The location of the Live Oak Apartments in Commerce, which were sued by the city for improperly disposing of asbestos. (Credit: Google Maps)

COMMERCE (CBSDFW.COM) – The city of Commerce has filed a lawsuit against a New Orleans-based management company alleging it improperly disposed of asbestos debris discovered three years ago in an apartment complex it owns.

In 2008, a fire destroyed a building at the Live Oak Apartments in the 2200 block of Live Oak Street, which are owned by the New Orleans company Fountainbleau. A report from a Dallas company shortly thereafter found asbestos in the walls, ceilings and tile of the building.

The city said it would have cost more than $80,000 to properly dispose of the asbestos-laced debris, and alleges Fountainbleau cut corners to save money.

In the multi-million dollar lawsuit, the city accuses the property owner of filling public Dumpsters with some of the debris and burying the rest of it in a hole behind the apartments.

“Why? Why? Why would anyone take children and people’s lives and put them in danger to save a dollar?” Asked Richard Hill, the Director of Homeland Security in Hunt County. Hill’s department oversees environmental enforcement.

“It’s a very bad situation,” Hill added.

Hill said the asbestos blew in the wind for years, and the city now fears the water supply could be contaminated because of the buried debris.

According to some residents, a representative with the management company took samples near the buried debris to test if it’s affected the groundwater. Test results should be back later this week.

“The longer this burial site stays there, the more dangerous it is to our water,” Hill said.

Attorneys representing Fountainbleau’s management did not agree to an interview, but did issue a statement:

“We first learned of the city’s lawsuit last Friday. While our response is not due in court until the end of this month, we intend to work with the authorities to resolve any issues and we remain committed to everyone’s safety,” read the statement.

The suit bothers many of the residents who live in the complex. Some call the apartments modest and affordable, and say that the property owners failed to mention the asbestos discovery.

“This is the only place I can afford,’ said Tina Jernigan, a two-year resident. “It makes me feel sick that they ain’t telling us what’s going on around us.”

Jernigan said she’s worried about her two young sons and her asthma, which she said is getting worse. Other residents said they’ve visited doctors after learning of the asbestos and were told that signs of exposure wouldn’t show up for a number of years.

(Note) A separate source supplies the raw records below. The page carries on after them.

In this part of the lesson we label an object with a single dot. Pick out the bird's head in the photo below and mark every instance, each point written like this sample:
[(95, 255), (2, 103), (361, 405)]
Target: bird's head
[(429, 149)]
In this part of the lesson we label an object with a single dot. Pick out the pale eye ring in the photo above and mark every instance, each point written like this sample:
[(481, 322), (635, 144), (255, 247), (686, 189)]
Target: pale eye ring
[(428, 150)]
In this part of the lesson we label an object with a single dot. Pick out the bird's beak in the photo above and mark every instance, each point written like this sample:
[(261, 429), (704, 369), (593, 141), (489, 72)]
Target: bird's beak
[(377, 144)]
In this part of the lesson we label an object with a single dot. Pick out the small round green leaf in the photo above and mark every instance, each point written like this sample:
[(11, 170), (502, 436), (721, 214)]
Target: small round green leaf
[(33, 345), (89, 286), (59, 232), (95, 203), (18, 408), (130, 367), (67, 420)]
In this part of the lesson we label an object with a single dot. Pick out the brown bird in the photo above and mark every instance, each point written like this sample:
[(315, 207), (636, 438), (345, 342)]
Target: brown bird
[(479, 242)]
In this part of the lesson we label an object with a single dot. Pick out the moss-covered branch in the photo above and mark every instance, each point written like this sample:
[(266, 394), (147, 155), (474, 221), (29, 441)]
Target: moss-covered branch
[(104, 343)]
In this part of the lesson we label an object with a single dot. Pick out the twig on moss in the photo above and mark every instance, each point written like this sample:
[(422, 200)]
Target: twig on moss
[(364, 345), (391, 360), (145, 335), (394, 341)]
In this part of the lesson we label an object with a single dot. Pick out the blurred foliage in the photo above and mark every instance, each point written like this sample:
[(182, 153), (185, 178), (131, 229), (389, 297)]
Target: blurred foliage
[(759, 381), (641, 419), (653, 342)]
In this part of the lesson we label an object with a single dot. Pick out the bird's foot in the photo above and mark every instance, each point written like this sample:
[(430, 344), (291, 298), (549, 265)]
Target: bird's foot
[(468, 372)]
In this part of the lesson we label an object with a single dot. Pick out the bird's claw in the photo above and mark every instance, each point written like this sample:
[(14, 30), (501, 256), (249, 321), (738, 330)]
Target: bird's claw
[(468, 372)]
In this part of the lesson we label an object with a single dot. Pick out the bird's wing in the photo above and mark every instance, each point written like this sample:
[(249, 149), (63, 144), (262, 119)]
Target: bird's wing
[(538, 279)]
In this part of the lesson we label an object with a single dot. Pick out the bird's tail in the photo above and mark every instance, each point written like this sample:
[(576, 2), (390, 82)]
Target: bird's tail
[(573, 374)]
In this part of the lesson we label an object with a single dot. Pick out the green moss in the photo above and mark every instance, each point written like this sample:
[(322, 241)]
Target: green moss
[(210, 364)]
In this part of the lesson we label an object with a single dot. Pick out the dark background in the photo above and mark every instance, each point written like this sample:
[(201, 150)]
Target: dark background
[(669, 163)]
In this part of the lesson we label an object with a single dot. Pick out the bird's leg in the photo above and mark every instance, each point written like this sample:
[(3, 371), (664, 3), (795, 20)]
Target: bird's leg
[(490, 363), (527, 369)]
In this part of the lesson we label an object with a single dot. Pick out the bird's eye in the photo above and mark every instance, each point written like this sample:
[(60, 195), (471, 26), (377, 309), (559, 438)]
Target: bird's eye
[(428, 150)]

Commerce officials said they only learned of the buried secret after receiving a tip. Daniel Ray, the attorney who represents the city in the suit, said Fountainbleau violated numerous laws and they’re suing to get the mess cleaned up.

“We don’t know who has been exposed or how much exposure they’ve had,” Ray said. “The particles are so small and can become airborne.”

Hunt County District Attorney Nobie Walker said there is a criminal investigation underway as well.